Jubel gedämpft: nur zwei stars treffen fans in herzogenaurach
Die Vorfreude auf die Weltmeisterschaft in den USA, Kanada und Mexiko (11. Juni bis 19. Juli) wird von einem kleinen, aber feinen Fehltritt überschattet: Beim Adidas-HomeGround in Herzogenaurach ließen sich nur David Raum und Leroy Sané Zeit für Autogramme und Selfies mit den wartenden Anhängern. Ein Zeichen von Desinteresse oder taktische Fehlentscheidung?

Frustration bei den fans: stundenlanges warten umsonst
Rund 25 Fans hatten sich bereits am Mittwochnachmittag vor dem Team-Camp versammelt, viele Stunden bei sommerlichen 28 Grad Celsius aushaltend. Als nur Raum und Sané aus der Mannschaft herauskamen, um kurz die Fans zu begrüßen, wich die Hoffnung schnell der Enttäuschung.
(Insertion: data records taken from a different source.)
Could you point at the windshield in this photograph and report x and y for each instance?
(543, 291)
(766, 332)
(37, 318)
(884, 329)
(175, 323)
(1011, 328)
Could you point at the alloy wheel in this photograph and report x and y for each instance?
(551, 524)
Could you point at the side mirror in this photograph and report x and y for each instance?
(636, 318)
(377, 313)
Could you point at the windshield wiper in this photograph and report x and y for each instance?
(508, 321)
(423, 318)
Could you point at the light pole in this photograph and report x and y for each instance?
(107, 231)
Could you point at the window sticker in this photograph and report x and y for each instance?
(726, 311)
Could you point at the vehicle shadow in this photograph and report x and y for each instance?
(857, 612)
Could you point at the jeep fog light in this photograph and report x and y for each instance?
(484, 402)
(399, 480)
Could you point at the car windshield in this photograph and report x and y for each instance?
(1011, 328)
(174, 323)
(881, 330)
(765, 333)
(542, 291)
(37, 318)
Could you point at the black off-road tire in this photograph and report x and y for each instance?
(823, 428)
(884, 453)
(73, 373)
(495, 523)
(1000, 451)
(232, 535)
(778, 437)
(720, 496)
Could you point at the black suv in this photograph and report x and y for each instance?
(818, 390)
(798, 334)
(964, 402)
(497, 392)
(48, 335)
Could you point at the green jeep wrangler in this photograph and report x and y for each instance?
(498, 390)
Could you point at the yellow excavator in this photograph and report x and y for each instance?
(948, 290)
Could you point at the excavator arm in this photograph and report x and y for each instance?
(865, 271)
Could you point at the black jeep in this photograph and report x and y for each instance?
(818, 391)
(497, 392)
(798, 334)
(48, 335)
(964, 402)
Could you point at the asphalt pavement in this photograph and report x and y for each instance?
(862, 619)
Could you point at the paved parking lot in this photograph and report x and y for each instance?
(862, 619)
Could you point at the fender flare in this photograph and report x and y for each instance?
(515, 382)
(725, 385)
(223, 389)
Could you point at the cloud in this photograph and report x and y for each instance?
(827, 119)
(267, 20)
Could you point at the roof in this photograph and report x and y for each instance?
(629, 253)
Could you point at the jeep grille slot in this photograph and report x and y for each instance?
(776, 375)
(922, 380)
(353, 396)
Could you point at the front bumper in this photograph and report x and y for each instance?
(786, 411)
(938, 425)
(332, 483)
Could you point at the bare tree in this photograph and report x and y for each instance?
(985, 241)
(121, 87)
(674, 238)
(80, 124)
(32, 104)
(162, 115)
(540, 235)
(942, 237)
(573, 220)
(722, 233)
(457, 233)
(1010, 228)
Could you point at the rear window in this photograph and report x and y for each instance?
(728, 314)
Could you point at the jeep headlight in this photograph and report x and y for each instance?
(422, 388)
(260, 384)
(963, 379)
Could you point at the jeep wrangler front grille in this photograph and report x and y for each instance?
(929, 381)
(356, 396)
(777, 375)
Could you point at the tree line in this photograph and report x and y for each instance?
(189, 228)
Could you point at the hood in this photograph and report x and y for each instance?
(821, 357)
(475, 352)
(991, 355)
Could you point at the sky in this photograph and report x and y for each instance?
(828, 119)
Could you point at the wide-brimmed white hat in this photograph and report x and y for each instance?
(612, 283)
Viele verließen frustriert den Bereich des Team-Camps – ein Szenario, das die Stimmung vor dem wichtigen Turnier keinesfalls aufbaut.
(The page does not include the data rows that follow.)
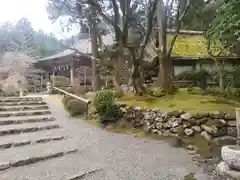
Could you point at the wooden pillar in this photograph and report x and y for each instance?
(72, 72)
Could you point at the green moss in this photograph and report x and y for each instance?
(180, 100)
(190, 176)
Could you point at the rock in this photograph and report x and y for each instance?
(176, 113)
(159, 125)
(154, 131)
(159, 119)
(147, 116)
(211, 130)
(217, 115)
(159, 133)
(178, 129)
(197, 129)
(166, 133)
(4, 166)
(146, 126)
(224, 170)
(232, 131)
(223, 122)
(224, 140)
(138, 108)
(167, 125)
(231, 115)
(186, 124)
(188, 132)
(190, 147)
(202, 121)
(200, 115)
(207, 136)
(232, 123)
(231, 155)
(186, 116)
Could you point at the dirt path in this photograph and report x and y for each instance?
(107, 156)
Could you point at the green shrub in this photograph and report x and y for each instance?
(104, 104)
(118, 94)
(61, 81)
(103, 101)
(158, 92)
(76, 107)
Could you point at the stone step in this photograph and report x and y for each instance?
(25, 119)
(24, 113)
(24, 155)
(32, 138)
(28, 103)
(69, 167)
(18, 99)
(23, 108)
(26, 128)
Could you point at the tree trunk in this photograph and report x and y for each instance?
(165, 73)
(95, 72)
(221, 76)
(116, 75)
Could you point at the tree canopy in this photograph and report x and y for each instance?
(21, 37)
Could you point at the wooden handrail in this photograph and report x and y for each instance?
(73, 95)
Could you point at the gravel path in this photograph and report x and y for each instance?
(111, 156)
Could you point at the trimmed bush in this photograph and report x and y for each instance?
(104, 104)
(76, 107)
(118, 94)
(61, 81)
(158, 92)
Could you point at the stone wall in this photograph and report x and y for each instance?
(217, 127)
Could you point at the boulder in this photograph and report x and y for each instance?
(232, 131)
(188, 132)
(224, 170)
(200, 115)
(224, 140)
(231, 155)
(176, 113)
(159, 125)
(217, 115)
(186, 116)
(232, 123)
(146, 126)
(197, 129)
(201, 121)
(231, 115)
(211, 130)
(159, 119)
(178, 129)
(186, 124)
(166, 133)
(207, 136)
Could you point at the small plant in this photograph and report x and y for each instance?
(104, 104)
(118, 94)
(61, 81)
(76, 107)
(158, 92)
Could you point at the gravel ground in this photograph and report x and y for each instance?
(111, 156)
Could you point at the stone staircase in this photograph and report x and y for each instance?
(29, 133)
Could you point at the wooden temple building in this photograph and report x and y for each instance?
(190, 51)
(75, 65)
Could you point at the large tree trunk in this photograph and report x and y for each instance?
(136, 74)
(220, 68)
(116, 75)
(95, 72)
(165, 73)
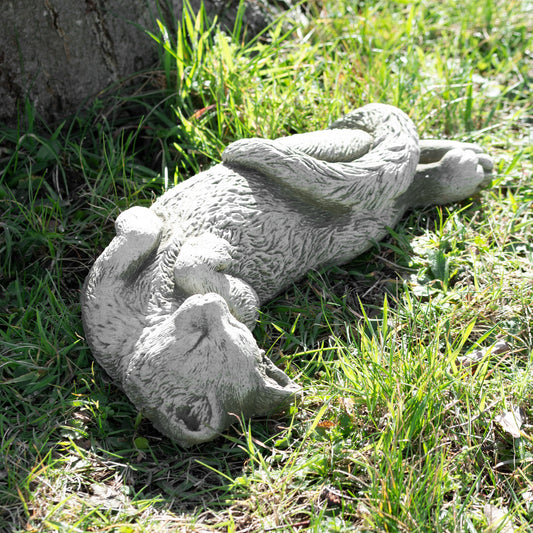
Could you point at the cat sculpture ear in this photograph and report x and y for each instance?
(197, 370)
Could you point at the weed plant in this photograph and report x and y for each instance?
(413, 358)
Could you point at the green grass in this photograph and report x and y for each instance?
(398, 428)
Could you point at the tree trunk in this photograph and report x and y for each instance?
(58, 53)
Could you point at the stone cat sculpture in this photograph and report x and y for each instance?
(169, 306)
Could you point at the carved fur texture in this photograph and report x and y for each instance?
(169, 307)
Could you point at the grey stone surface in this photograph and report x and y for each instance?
(169, 306)
(61, 52)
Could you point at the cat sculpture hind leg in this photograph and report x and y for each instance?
(169, 306)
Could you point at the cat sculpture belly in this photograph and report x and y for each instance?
(169, 307)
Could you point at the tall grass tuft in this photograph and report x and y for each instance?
(416, 359)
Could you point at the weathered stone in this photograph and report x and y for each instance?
(169, 306)
(60, 53)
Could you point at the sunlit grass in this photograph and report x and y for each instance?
(397, 352)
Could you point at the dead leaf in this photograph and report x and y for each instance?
(511, 422)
DFB-Sportdirektor Rudi Völler räumte bei der Pressekonferenz ein: „Es wäre schön gewesen, wenn es ein paar mehr gewesen wären.“ Er versuchte jedoch, die Situation herunterzuspielen und betonte: „Ich glaube, das haben wir doch schon bewiesen in den letzten Wochen und Monaten, dass wir durch Aktionen, vor dem Training, nach dem Training, versuchen, viele Menschen mitzunehmen.“ Die Reaktion der Fans lässt jedoch Zweifel aufkommen, ob diese Bemühungen wirklich ankommen.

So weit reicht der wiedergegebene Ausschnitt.